There’s a new face in the Old Mill… the face of a Pond Monkey.  


Bustling with restaurants, shops, and a movie theater we sometimes get wrapped up in the modern-day splendor of Bend’s iconic Old Mill district. And while its name tips you off and the smokestacks can be seen all around town, many of us might find it hard to picture just what it was like when the Old Mill was exactly that: a mill.  


Let’s say it was the early 1900s and you considered yourself to be both a brave and coordinated person you might consider a career as a Pond Monkey. At least that’s what Dan McLennan did. Dan was born in a logging camp in 1877 in Barrie, Ontario, Canada. In 1909 he traveled to Bend and worked at Bend Company Mill before transitioning to work as a Pond Monkey for Brooks-Scanlon Lumber Mill in 1915. To be a Pond Monkey you had to wield a peavey (a heavy wooden lever with a pointed metal tip and hook) while walking over floating logs to free up and prevent log jams. No doubt a very dangerous occupation.

Now visitors can have a closer link to the past when they walk through the Old Mill District shopping center. Located in the heart of the shopping plaza is an info booth stocked with guides, maps, and brochures. On that booth, MC Smith Signs installed a photograph circa 1935 of Dan McLennan, “Pond Monkey”. Look closely to spot the smokestacks!  

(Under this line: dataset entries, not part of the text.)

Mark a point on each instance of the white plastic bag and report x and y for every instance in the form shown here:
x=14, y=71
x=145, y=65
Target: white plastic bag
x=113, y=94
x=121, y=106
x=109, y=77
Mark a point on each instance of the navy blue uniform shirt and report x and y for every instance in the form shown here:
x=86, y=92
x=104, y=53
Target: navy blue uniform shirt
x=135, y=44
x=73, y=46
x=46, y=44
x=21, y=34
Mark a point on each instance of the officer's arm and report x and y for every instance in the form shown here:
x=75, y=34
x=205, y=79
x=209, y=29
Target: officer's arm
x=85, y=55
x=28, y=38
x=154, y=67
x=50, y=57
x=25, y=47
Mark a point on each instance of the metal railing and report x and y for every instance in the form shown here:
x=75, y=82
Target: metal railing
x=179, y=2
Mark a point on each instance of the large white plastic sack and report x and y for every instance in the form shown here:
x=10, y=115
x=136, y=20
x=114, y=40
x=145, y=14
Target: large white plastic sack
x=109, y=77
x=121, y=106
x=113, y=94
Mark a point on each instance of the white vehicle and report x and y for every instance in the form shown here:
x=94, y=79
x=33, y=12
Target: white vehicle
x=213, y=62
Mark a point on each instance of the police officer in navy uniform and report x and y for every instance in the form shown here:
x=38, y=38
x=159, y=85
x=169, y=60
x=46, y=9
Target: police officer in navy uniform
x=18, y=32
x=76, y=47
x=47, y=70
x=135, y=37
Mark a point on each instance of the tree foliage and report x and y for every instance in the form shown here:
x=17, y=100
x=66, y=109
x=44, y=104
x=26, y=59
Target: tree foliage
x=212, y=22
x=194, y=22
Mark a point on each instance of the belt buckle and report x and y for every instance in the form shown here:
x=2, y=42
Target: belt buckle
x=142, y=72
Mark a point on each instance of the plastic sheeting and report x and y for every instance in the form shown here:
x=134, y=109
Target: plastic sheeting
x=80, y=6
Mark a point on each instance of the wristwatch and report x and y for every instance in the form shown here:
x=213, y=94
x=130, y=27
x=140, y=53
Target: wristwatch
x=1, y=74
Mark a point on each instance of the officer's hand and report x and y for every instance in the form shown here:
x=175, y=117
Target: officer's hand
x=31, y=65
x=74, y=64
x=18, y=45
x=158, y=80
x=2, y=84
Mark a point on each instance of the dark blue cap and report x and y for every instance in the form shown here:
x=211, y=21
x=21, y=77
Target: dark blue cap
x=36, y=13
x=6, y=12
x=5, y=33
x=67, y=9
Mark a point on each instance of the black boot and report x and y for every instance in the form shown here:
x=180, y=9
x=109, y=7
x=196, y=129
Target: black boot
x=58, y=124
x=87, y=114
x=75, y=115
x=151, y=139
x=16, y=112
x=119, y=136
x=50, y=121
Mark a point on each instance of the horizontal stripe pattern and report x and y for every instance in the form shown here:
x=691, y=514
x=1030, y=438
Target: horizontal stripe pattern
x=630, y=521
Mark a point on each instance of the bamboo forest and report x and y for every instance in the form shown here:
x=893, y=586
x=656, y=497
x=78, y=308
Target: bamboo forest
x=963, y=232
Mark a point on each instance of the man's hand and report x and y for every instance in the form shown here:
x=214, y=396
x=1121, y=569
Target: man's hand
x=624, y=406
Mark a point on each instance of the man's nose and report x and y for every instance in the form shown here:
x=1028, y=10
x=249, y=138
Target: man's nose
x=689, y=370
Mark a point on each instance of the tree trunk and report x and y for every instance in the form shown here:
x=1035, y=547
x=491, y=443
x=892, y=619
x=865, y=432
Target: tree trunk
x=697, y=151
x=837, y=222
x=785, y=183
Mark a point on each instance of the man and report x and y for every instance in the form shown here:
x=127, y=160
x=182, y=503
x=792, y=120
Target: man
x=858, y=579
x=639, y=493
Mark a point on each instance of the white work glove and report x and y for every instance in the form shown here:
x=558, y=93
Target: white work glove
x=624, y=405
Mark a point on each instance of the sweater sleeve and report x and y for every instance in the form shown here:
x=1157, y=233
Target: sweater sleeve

The production team at MC Smith Signs wanted to make sure Dan’s photo would bring history to life. The Deschutes County Historical Society & Museum provided us with a high-quality scan of the photo, but it was our job to make the digital come alive. Using our marvelous technology, our designers were able to breathe life into an ancient black and white photo, bringing out the texture of Dan’s jacket, the spikes on his boots, and the expression of his face. With this fine-tuning, we were able to achieve depth and detail in this large scale version of a very small historic photo.